New Hampshire Woman Who Received Surprise Bill Attended State Of The Union
By Consumers For Quality Care, on February 19, 2019
New Hampshire resident Donna Backman was selected to be Sen. Maggie Hassan’s (D-NH) guest for the State of the Union address earlier this month. Sen. Hassan invited Backman to help bring awareness to the issue of surprise billing, The Eagle-Tribune reports.
“I asked her if she wanted to come down and be my guest because she has experienced something that I think a lot of Granite Staters do, which is she went to a hospital that she thought was in her insurance network and ended up with a surprise bill, a really ridiculously large bill for a short visit,” Hassan said in a video interview.
Backman, like many consumers, received a surprise medical bill after receiving care at an in-network emergency room.
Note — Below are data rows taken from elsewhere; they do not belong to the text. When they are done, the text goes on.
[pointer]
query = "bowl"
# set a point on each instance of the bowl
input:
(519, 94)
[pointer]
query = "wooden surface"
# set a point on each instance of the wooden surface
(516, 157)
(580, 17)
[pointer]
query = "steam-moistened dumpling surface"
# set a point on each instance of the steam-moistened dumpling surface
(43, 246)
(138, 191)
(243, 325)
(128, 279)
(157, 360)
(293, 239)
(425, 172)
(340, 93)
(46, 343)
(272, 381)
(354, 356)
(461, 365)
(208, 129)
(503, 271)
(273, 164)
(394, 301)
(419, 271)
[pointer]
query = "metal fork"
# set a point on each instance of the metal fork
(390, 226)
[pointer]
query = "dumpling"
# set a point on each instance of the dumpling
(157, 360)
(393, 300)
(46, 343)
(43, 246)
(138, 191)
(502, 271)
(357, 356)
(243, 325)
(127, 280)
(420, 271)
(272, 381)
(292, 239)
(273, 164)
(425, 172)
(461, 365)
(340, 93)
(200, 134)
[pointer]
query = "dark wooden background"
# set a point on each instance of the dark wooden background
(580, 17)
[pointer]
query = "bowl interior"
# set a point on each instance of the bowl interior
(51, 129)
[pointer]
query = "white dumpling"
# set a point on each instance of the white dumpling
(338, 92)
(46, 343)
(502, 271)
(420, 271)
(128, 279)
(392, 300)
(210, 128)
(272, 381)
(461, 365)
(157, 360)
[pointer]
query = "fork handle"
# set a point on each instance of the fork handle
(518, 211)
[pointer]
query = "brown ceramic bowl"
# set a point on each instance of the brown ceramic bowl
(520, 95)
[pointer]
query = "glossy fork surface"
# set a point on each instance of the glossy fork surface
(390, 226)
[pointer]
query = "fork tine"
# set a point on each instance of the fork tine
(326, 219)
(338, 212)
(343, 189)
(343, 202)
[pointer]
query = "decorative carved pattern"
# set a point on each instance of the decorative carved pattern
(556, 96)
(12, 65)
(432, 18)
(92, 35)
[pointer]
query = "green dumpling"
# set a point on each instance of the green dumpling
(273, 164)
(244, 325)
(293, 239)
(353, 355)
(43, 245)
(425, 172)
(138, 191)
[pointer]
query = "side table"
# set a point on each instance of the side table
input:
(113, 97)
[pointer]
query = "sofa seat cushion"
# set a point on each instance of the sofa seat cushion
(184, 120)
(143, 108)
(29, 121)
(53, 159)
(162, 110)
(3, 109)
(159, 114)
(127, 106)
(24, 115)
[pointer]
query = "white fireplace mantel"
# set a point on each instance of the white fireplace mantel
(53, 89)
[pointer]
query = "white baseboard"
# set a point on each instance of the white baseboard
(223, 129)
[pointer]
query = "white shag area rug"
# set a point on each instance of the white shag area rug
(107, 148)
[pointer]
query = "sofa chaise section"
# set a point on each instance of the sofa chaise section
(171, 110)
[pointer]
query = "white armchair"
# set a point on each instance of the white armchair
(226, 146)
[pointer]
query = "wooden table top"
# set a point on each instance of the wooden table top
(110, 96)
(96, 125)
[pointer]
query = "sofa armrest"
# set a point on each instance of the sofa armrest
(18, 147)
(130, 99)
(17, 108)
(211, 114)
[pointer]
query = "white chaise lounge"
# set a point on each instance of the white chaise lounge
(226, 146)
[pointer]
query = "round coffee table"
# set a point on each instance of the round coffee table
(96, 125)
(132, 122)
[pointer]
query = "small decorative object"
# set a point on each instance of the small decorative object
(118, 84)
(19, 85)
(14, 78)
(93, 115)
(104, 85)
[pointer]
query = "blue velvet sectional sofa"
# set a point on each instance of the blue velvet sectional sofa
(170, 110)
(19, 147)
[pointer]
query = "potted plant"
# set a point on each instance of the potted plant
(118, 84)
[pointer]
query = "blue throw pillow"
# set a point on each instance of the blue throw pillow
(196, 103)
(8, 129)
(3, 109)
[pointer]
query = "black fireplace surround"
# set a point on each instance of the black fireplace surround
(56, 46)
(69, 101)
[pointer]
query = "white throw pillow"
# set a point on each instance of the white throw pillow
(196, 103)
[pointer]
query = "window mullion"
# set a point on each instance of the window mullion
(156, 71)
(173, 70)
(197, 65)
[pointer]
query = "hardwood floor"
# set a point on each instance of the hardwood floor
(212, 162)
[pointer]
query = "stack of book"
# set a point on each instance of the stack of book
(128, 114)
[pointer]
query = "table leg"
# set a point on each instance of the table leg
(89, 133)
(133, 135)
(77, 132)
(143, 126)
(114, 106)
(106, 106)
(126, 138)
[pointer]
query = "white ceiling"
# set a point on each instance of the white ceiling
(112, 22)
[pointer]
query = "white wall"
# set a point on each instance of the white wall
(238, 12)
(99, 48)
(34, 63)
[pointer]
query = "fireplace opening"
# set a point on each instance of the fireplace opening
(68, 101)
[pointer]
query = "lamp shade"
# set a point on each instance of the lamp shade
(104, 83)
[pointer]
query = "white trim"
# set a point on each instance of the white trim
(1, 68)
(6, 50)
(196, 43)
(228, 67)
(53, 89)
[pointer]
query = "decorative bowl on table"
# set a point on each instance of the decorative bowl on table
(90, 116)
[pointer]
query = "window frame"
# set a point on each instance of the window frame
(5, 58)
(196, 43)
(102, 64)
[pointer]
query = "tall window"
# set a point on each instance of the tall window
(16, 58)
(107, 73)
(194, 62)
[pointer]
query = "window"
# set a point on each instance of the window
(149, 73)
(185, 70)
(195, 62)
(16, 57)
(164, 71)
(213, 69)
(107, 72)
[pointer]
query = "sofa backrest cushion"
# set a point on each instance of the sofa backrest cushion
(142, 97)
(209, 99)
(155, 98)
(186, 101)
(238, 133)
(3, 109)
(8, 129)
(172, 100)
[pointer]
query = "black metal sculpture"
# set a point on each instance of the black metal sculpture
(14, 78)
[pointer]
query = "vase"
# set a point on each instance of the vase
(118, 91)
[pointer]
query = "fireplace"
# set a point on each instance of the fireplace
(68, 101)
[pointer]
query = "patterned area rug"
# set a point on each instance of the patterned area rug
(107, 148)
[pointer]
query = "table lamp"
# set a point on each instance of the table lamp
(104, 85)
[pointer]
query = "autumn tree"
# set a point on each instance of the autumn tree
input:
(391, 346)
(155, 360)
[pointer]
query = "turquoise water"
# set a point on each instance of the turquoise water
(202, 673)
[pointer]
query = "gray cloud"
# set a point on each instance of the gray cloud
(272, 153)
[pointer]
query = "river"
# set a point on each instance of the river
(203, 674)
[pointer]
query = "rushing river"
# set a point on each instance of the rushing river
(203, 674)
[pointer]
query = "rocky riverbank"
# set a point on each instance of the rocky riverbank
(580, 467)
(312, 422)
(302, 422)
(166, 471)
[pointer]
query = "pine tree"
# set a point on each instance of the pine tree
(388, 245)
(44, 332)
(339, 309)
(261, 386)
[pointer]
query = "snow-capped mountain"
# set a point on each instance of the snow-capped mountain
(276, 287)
After momentarily blacking out in her kitchen, Backman thought she was having a heart attack. Her husband drove her to Seabrook Emergency Room, where she underwent some tests.
“Months go by and then the bills started coming in,” Beckman said. “They were mostly for co-payments, which I could see clearly they were marked, ‘This is what we paid, this is what you pay.’ After paying about $700 in deductibles, I got a bill of $1,648 from the physician who came in to say, ‘You’re OK to go, follow up with your primary (doctor)’ and that was when I just absolutely could not believe it.
Even though the facility was in-network, the physician she briefly saw was out-of-network. Backman was never told the doctor was not in her insurer’s network.
Eventually, Backman was able to reduce the bill to her normal co-pay cost of $32.64. However, she says disputing the bill was not easy.
“But that was after a lot of being on the phone, doing a lot of self-advocacy, working with my insurance company as well as really trying to spread the word about basically the staffing agencies that provides these physicians,” she added.
According to her office, Sen. Hassan is currently working on bipartisan legislation to help reduce surprise billing.